COVID-19 seropositive donors yield comparable post-lung transplant outcomes

Introduction

With the pandemic causing millions of coronavirus disease 2019 (COVID-19) cases worldwide, concerns have arisen about lung donation after COVID-19 infection. This is of particular concern since COVID-19 can cause pneumonitis without causing overt clinical symptoms which can potentially result in long-term fibrosis (1,2). While solid organ transplants from donors with recent or active COVID-19 have been done, lungs are sometimes excluded due to the unclear impact of COVID-19 on the respiratory system (3-5). Notably, severe consequences have ensued when lungs from a donor with COVID-19 were unknowingly transplanted (3,4). Even cases with mild or no symptoms can manifest noticeable lung damage on radiographs (2,6,7), leading to apprehensions about potential graft dysfunction or increased mortality from using lungs of donors with past COVID-19. Nonetheless, given the extent of COVID-19, outright rejection of donors with a history of the infection would worsen the existing organ deficit. While it’s clear that lungs from donors with active COVID-19 infection should be excluded, the safety of lungs from recovered donors hasn’t been well defined. Owing to the absence of reported outcomes after transplanting lungs from donors with a prior COVID-19 history, a consensus on their safety is lacking. Anecdotally, we and others have noted successful lung transplants from recovered COVID-19 donors without subsequent primary graft dysfunction (PGD) or early mortality (8-10). Though the long-term outcomes of such transplants remain uncertain, based on these initial successes, we hypothesized that a past COVID-19 infection in donors wouldn’t compromise long-term results.

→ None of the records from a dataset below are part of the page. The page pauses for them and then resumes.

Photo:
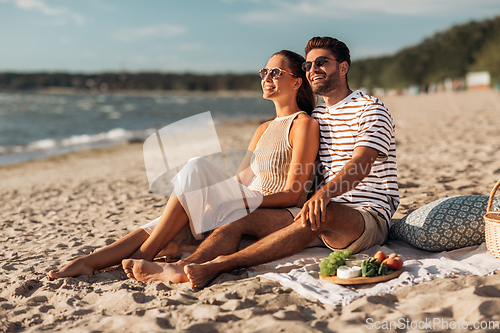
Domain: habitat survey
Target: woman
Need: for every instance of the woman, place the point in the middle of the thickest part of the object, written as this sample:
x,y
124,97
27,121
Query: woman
x,y
291,140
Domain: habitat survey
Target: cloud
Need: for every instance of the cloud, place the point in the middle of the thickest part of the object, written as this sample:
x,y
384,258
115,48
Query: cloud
x,y
158,31
190,46
279,11
57,12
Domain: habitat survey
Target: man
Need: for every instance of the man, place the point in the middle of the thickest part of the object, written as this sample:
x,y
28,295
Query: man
x,y
351,210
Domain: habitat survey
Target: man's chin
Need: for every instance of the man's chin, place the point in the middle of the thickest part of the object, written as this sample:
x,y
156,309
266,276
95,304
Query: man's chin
x,y
319,89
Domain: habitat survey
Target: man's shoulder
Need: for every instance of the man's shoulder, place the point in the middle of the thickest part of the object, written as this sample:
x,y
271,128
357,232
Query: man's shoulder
x,y
367,101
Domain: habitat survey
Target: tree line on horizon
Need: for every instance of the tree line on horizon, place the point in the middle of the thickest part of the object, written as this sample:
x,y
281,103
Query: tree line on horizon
x,y
474,46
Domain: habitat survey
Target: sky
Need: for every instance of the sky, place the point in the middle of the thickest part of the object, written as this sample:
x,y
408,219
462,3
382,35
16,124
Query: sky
x,y
210,36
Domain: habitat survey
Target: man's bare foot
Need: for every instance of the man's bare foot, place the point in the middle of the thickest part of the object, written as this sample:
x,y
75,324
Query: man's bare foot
x,y
201,274
146,271
78,266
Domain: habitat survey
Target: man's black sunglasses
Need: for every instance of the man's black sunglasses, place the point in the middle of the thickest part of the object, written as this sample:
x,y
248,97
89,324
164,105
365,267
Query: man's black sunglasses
x,y
319,61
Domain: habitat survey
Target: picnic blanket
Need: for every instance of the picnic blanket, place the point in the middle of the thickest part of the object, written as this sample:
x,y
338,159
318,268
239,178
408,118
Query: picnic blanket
x,y
301,272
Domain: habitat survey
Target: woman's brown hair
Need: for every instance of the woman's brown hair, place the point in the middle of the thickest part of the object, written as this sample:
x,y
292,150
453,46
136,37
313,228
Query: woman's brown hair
x,y
305,97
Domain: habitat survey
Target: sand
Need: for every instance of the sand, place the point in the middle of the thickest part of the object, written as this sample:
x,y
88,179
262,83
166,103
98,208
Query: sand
x,y
57,209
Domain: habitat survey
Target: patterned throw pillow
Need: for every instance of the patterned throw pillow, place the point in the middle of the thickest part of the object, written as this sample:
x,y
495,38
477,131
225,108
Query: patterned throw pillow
x,y
445,224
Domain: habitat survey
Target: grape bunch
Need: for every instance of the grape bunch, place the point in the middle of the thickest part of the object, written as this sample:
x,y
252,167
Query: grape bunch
x,y
328,266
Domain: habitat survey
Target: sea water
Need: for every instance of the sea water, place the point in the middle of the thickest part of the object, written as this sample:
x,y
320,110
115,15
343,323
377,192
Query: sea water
x,y
35,125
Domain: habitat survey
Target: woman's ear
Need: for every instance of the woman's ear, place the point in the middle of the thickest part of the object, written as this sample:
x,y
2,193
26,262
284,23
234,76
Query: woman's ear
x,y
298,83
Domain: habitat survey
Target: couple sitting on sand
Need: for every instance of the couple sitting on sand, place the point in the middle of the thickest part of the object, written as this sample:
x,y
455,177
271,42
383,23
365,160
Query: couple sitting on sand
x,y
352,134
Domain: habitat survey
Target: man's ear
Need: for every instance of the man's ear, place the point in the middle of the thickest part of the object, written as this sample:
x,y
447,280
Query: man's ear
x,y
344,68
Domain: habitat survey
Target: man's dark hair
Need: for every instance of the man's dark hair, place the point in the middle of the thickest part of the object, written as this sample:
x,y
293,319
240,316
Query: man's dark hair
x,y
337,47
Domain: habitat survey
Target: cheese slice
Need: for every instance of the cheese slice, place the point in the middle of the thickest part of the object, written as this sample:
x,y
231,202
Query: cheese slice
x,y
346,272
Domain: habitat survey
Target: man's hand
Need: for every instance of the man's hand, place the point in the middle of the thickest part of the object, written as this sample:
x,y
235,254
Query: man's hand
x,y
314,210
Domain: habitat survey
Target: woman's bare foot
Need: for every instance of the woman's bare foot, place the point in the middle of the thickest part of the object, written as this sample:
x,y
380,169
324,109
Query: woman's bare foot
x,y
146,271
78,266
201,274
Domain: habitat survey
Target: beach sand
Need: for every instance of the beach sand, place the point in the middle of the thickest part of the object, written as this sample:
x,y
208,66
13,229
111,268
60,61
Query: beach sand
x,y
57,209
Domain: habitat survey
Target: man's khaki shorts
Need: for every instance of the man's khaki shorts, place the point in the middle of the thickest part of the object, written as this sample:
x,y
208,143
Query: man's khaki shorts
x,y
376,230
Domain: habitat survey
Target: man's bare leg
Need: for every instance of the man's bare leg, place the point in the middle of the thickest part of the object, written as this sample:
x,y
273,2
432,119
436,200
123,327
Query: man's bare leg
x,y
108,256
343,226
222,241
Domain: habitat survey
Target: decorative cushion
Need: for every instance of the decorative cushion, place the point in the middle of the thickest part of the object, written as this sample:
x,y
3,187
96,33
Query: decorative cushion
x,y
445,224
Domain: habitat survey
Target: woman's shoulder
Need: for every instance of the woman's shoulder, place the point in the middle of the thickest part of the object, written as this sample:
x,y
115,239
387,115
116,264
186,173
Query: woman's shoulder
x,y
303,120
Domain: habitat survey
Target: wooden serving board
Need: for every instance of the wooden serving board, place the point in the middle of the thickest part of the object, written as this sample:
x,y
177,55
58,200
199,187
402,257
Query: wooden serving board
x,y
361,279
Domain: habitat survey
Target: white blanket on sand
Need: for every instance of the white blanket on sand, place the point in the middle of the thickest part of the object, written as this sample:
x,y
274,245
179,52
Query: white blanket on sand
x,y
300,272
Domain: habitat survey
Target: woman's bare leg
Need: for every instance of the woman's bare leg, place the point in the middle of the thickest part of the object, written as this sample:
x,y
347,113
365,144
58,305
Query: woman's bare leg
x,y
108,256
171,222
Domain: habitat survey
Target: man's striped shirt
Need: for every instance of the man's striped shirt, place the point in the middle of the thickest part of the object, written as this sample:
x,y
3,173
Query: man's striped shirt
x,y
360,120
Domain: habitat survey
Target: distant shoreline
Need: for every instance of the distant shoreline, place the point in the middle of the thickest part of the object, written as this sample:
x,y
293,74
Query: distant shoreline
x,y
137,92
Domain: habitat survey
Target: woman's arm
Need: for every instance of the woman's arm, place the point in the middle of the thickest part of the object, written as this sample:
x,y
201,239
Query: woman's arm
x,y
245,174
304,139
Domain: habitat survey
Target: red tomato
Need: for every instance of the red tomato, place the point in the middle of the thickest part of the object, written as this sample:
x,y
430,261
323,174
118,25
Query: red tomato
x,y
394,263
380,256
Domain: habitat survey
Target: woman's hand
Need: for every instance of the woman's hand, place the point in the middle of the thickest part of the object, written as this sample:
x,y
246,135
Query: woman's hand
x,y
314,210
224,209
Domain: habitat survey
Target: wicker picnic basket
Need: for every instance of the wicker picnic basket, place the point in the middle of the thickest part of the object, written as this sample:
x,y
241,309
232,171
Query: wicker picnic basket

Presently, the Organ Procurement and Transplant Network’s donor evaluation and documentation practices don’t encompass specific details about COVID-19 infection or exposure, limiting our understanding of the infection’s nuances and its impact on post-transplant outcomes. We hypothesized that if donor lungs (I) meet the standard criteria for usage, and (II) test negative for COVID-19 using polymerase chain reaction on lower respiratory tract samples, they would yield comparable long-term results, irrespective of prior COVID-19 strain, timing, or severity of infection. Lacking specific COVID-19 data, we relied on seropositivity status to infer past infection, as described elsewhere (11). To distinguish antibodies from immunization, we tested all donors for both COVID-19 and vaccine-induced antibodies. By adopting these immunological evaluations, our study aims to address the dearth of COVID-19 history in lung donors and offer robust evidence supporting the safety and feasibility of transplants from donors recuperated from COVID-19 and meeting the clinical lung transplant criteria.

Methods

Study design

Patient data were collected retrospectively using electronic medical records that were stored in a database at the Northwestern University Medical Center in Chicago, Illinois, USA. Consecutive adult patients who underwent lung transplantation at our institution, between January 2018 and June 2023, were included. Patients who underwent multiorgan transplants were excluded from the study. Data on patient demographics, comorbidities, donor characteristics, preoperative laboratory values, intraoperative, and postoperative outcomes were collected. The study was conducted in accordance with the Declaration of Helsinki (as revised in 2013). The retrospective study was approved, with a waiver of consent, by the Institutional Review Board of Northwestern University (Nos. STU00207250 and STU00213616) prior to any data collection.

Donor assessment

All donors met the standard criteria for lung transplantation and were microbiologically confirmed to be negative for active COVID-19 by at least two polymerase chain reaction (PCR) tests conducted using a nasopharyngeal swab and lower respiratory fluid, as performed as standard of care by the organ procurement organization. Donor blood was collected in the donor facility and was tested for anti-severe acute respiratory syndrome coronavirus 2 (SARS-CoV-2) nucleocapsid total antibodies (this test detected total immunoglobulin), anti-SARS-CoV-2 spike protein IgG, and IgM (both tests were performed by the Beckman Access SARS-CoV-2 IgG, IgM method) (the quantification range was between 0.4 and 2,500.0 U/mL; and 0.8 U/mL is used as a cutoff for positivity). History of donor COVID-19 or history of vaccination was found to be unreliable as less than 2% of all donors had a documented history of COVID-19, which is inconsistent with the reported incidence of COVID-19 in the general population.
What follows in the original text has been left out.